You can do this, for sure, but, tbh, I'd still rather use Vagrant. I'm already provisioning things like my datastores using Chef (and not deploying those inside of Docker in production); I might as well repurpose the same code to build a dev environment.

I do agree regarding using containers (I use rkt rather than Docker for a few reasons) for CI being a really good jumping-off point, though.



Vagrant is pretty heavy, but if you're already using Chef, makes sense. If you're deploying using Docker, then mirroring your environment in dev makes more sense.

I've used both Vagrant and Docker for dev, and find Docker to be super fast and light. (though I've definitely run into some headaches with Docker Compose that I didn't see in using just Docker)

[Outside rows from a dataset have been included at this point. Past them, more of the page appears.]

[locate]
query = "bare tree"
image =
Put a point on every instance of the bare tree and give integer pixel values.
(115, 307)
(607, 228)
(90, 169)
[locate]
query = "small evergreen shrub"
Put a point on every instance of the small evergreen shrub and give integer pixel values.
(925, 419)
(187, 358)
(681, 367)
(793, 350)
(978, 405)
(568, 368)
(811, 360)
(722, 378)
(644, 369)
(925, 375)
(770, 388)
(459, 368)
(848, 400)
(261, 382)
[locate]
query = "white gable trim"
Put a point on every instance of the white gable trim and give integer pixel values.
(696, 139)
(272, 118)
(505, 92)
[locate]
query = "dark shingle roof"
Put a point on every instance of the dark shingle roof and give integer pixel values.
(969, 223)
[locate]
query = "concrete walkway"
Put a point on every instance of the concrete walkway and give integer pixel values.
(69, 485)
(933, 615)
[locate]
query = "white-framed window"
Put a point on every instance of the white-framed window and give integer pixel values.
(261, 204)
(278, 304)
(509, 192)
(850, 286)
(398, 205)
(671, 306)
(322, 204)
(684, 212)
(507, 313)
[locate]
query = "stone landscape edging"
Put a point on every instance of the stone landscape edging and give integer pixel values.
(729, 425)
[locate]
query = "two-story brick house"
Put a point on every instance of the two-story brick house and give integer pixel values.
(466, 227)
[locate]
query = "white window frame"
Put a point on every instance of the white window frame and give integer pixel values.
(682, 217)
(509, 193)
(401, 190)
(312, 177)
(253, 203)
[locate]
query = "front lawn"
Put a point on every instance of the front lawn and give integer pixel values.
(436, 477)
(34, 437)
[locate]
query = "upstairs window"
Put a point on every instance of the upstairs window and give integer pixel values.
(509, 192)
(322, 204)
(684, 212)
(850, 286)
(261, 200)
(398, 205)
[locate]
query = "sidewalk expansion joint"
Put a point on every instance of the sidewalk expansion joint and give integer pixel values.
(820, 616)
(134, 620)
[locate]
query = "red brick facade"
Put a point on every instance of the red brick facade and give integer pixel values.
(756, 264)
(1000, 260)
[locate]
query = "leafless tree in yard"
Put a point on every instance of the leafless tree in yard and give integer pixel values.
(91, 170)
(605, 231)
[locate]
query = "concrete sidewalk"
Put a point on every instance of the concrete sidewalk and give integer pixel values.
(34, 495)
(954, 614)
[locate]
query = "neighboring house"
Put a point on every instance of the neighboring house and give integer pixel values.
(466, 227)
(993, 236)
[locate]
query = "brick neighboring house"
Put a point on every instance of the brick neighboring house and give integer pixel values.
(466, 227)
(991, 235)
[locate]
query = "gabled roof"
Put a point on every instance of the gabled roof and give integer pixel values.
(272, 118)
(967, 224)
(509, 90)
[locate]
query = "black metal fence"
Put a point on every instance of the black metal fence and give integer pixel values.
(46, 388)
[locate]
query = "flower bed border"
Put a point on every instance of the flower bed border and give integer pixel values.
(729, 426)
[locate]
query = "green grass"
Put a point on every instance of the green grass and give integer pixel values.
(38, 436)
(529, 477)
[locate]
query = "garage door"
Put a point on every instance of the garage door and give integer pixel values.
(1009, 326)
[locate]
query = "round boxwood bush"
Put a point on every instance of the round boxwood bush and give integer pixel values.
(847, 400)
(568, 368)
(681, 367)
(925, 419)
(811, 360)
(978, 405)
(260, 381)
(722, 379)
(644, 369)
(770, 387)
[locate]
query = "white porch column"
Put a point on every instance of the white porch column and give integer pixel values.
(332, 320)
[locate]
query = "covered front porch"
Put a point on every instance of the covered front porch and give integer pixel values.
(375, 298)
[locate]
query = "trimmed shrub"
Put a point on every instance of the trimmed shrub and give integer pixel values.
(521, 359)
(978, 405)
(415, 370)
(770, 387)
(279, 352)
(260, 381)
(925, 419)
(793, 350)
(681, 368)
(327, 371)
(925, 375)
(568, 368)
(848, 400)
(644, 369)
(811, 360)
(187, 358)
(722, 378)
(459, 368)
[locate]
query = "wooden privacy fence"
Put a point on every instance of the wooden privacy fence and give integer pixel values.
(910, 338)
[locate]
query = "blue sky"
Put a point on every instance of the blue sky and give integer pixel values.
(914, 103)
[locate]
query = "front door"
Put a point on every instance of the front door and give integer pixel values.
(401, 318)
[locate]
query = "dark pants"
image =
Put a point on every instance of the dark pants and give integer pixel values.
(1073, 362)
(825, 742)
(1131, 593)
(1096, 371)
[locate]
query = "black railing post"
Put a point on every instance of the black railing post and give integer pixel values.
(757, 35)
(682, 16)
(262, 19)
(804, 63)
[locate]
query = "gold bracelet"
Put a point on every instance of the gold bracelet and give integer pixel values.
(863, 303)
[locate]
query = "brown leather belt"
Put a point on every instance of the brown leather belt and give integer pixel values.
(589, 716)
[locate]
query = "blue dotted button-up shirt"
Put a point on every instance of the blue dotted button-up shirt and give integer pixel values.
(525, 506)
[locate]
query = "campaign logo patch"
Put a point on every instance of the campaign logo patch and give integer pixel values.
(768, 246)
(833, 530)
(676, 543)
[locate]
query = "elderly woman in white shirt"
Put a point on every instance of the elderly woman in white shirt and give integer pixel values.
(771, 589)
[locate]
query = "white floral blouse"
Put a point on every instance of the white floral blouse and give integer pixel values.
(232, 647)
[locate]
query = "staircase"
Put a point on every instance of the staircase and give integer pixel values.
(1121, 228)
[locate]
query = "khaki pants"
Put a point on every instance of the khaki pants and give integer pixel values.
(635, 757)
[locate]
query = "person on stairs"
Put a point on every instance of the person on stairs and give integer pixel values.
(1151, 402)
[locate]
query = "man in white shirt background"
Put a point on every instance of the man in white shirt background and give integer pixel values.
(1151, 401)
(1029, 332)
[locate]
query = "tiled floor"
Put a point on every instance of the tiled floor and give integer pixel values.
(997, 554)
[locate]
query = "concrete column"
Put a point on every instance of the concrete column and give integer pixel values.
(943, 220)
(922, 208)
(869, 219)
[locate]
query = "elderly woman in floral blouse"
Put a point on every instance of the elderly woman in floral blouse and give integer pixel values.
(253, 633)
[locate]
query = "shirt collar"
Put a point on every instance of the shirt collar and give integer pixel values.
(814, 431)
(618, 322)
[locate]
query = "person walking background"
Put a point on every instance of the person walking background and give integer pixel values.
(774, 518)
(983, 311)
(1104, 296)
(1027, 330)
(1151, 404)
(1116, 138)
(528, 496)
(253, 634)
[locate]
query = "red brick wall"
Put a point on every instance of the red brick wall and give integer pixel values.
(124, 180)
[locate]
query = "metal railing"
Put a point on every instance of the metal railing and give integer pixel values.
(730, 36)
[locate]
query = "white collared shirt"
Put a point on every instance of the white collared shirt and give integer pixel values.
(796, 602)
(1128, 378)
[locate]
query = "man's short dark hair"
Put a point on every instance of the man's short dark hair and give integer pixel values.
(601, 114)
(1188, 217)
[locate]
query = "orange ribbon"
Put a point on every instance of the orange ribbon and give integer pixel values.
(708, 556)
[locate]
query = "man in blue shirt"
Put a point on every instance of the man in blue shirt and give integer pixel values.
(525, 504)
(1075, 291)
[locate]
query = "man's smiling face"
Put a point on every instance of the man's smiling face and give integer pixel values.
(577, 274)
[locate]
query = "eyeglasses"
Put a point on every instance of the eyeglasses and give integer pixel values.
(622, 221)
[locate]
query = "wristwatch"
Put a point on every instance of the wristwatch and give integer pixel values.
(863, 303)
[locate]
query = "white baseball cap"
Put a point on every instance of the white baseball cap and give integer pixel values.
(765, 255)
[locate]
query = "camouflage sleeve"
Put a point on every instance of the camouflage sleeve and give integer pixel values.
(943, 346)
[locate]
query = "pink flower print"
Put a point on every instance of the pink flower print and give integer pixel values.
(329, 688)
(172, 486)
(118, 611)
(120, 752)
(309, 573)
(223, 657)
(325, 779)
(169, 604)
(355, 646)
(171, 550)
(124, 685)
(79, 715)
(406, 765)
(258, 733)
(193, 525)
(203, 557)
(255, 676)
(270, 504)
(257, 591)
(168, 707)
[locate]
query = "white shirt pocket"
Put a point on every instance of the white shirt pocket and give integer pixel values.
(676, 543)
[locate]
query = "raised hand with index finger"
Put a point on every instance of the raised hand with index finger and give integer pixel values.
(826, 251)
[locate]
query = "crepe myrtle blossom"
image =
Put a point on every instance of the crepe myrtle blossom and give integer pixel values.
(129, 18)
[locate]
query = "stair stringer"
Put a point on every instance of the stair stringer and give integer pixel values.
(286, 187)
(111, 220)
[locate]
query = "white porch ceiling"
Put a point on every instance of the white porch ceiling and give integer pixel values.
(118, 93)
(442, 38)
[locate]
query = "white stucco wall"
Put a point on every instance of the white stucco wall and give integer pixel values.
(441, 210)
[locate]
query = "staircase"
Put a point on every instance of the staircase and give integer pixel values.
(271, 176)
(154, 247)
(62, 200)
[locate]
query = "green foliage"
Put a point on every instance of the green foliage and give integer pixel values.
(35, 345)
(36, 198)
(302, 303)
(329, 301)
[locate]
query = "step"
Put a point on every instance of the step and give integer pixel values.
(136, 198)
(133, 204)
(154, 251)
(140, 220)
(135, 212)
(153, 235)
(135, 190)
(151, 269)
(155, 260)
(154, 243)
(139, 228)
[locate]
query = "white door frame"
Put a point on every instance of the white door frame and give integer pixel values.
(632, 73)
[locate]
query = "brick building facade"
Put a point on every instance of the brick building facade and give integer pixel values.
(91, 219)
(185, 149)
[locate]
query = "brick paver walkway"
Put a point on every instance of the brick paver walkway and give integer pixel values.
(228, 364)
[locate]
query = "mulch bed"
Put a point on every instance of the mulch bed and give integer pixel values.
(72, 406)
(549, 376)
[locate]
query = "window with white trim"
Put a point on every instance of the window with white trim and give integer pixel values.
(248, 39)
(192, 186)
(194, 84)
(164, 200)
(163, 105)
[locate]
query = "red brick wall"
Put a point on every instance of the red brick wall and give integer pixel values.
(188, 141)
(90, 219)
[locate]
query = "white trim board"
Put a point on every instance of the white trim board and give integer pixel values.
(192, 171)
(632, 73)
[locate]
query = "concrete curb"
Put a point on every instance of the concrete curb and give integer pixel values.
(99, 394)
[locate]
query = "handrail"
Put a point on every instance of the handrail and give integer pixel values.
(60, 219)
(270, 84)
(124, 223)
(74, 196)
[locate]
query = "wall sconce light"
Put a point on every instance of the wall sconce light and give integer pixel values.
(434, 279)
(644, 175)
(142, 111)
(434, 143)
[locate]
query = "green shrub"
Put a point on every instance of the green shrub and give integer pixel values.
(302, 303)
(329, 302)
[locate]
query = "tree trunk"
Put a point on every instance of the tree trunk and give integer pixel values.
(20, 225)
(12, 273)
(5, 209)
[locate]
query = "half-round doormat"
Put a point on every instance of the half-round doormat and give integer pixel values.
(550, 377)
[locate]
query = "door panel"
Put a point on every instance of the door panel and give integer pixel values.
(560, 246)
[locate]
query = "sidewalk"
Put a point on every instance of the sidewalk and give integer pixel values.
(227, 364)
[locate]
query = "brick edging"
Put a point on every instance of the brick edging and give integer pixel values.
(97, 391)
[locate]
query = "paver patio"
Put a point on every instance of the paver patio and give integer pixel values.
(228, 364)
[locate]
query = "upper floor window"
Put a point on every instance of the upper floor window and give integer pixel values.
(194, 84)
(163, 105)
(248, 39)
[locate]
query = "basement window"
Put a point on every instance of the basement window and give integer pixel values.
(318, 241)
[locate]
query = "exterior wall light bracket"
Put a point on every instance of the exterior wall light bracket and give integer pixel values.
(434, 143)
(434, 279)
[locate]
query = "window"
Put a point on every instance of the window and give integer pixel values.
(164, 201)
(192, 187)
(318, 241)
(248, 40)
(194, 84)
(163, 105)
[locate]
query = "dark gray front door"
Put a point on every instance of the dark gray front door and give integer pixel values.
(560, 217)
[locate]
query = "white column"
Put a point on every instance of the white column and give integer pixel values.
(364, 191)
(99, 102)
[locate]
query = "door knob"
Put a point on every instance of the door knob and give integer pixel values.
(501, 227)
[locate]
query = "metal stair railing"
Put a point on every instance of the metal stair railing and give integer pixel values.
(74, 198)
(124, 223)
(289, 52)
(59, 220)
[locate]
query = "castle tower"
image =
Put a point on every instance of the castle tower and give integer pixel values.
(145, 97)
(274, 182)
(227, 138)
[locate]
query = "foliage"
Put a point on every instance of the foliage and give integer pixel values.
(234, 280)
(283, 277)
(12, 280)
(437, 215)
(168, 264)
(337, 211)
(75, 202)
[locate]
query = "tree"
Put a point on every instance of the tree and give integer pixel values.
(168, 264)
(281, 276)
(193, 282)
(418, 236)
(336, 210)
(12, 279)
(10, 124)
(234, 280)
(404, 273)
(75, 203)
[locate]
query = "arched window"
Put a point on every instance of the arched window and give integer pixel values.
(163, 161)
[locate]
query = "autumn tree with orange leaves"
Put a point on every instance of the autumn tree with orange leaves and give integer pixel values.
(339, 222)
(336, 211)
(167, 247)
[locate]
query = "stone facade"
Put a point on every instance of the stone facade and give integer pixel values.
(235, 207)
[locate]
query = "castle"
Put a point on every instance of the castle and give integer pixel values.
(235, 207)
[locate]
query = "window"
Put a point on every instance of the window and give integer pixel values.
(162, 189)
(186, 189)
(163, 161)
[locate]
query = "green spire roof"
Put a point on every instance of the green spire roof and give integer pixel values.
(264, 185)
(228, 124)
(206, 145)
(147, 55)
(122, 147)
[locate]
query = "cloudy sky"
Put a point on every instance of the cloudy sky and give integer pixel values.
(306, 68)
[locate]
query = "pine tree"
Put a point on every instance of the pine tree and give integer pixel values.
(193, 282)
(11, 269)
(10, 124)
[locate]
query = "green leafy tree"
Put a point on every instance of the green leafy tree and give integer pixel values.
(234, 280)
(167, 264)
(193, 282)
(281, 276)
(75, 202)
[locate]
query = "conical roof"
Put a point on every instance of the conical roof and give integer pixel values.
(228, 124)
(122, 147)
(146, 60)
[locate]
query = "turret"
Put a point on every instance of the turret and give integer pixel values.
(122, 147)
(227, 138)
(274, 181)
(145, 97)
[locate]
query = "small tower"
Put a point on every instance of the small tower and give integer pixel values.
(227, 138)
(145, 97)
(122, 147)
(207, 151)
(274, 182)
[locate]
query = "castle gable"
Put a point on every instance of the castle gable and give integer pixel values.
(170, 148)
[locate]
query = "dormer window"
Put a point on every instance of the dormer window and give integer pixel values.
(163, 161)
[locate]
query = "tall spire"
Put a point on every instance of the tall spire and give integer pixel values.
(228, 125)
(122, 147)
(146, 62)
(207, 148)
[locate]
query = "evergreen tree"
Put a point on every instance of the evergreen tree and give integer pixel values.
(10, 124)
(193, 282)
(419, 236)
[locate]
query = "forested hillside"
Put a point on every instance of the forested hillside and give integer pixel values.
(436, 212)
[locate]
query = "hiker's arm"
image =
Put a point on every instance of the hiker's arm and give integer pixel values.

I think it's probably not worth worrying about "fast" when "slow" is "ten minutes once a week, maybe, if you're really destructive" and similarly worrying about "light" when you have 16GB of RAM and a quad-core processor; the heaviest dev environment/IDE I can find (IntelliJ and a couple hundred Chrome tabs) doesn't use eight of it. It comes off as super-premature optimization to me, and those optimizations that you would otherwise do in Docker (which are just building base images, whatever, Packer does this trivially) exist in a virtualized environment too.

Running datastores in Docker is bonkers in the first place, which still leaves a significant place for an actual CM tool--so unless you are a particular strain of masochist, when you are replicating your local environment, you'll probably need it anyway.


> ten minutes once a week, maybe, if you're really destructive

If you do a lot of active machine development, where you're iterating on that machine setup, it's an extremely slow process. Perhaps it would make sense to iterate in Docker, and then convert that process to Vagrant once you finish.

> similarly worrying about "light" when you have 16GB of RAM and a quad-core processor

It's a concern when you're launching many machines at once to develop against. Docker tends to only eat what it needs. Also, while I think everyone should have a 16GB machine, there's quite a few developers out there running 8 or 4GB machines.